A sense of time and change from an Arctic perspective
Today was a humbling day. The landscape of Svalbard belittles you, and makes you feel like a child discovering the world. It’s like seeing the engine that drives the planet naked, stripped down to its bear parts (pun intended). Our instructors (of the UN Environmental Programme) and the boat’s guides are our instruction manual, enabling us to read this landscape and relate it to the world’s climate and politics as well as our personal narratives.
What is amazing to me is that you can clearly see how natural forces have shaped every aspect of this landscape. The valley sides, exposed by the receding ice at the end of the last ice age are steeper than is stable and so are in a continual state of erosion. Pebbles and sand on the shoreline morph into a thin strip of tundra running parallel to the coast; this strip merges sharply into a 45 degree scree slope that rises some 200m before meeting a thick 100m band of vertical rock which was its parent. The dull rock where exposed is peppered with fiery red lichen giving its natural brown colour and orange twinge in the sunlight.
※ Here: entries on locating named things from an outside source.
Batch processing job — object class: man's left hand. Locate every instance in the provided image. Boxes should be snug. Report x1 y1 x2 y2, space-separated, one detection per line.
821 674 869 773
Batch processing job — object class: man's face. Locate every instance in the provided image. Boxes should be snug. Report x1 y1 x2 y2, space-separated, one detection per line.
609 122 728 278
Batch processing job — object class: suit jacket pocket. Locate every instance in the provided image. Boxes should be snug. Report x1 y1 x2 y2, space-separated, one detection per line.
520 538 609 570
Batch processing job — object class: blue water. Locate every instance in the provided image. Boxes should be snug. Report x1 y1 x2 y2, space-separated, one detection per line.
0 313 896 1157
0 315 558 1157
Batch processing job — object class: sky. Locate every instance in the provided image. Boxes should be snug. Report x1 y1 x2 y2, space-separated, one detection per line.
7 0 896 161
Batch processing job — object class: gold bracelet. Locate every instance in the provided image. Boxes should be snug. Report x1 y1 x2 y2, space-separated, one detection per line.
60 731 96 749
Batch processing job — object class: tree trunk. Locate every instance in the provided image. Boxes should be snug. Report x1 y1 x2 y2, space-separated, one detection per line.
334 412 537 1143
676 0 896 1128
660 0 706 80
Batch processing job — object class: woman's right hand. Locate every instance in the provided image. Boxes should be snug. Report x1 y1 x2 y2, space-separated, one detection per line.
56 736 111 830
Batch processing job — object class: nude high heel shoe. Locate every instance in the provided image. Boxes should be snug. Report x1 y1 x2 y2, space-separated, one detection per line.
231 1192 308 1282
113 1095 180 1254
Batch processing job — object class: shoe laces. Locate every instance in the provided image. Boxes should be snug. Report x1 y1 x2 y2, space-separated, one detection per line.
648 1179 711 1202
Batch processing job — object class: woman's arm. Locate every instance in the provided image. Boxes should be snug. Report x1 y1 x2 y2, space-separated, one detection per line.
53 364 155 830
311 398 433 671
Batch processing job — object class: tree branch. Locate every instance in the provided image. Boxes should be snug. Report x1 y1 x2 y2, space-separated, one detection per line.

Even the young geological processes that have formed this valley’s recent features span the whole of human civilisation. Processes alien to our daily lives but innate to the earth/climate system that ultimately governs our planet. At the same time, some things here in the Arctic change rapidly. The weather can change in an hour from clear blue skies and sheet like oceans to wind, rain and an ocean speckled with white caps.
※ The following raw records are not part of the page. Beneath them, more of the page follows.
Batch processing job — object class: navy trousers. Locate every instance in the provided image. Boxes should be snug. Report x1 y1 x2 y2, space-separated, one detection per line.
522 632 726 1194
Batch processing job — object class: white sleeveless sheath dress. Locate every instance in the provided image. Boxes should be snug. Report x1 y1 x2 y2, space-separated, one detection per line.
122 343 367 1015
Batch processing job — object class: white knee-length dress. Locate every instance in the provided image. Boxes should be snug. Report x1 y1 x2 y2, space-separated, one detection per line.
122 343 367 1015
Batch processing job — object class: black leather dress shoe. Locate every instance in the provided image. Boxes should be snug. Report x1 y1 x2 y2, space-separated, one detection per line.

On current trajectories we could well see an ice free arctic in the summer within a generation. Such a process may well be irreversible on human timescales. I – we here on this trip may literally be one of the last generations to do this and see this unique habitat, this unique place at the top of our world. We are talking about a permanent voyage into the unknown, into a world alien to that which we have grown up in: a world less diverse in its cultures, less diverse in its environment.
We cannot make up for it later, with apologies, remorse or token efforts at recompense. But the fact remains that we still have a choice, we are not asleep at the wheel, just drunk driving. It’s time to sober up and realise that we have to take control of our future. We have to take responsibility, and we have to pay more attention to things that operate beyond the timescales that our daily lives suck us into. This we can learn from the Arctic.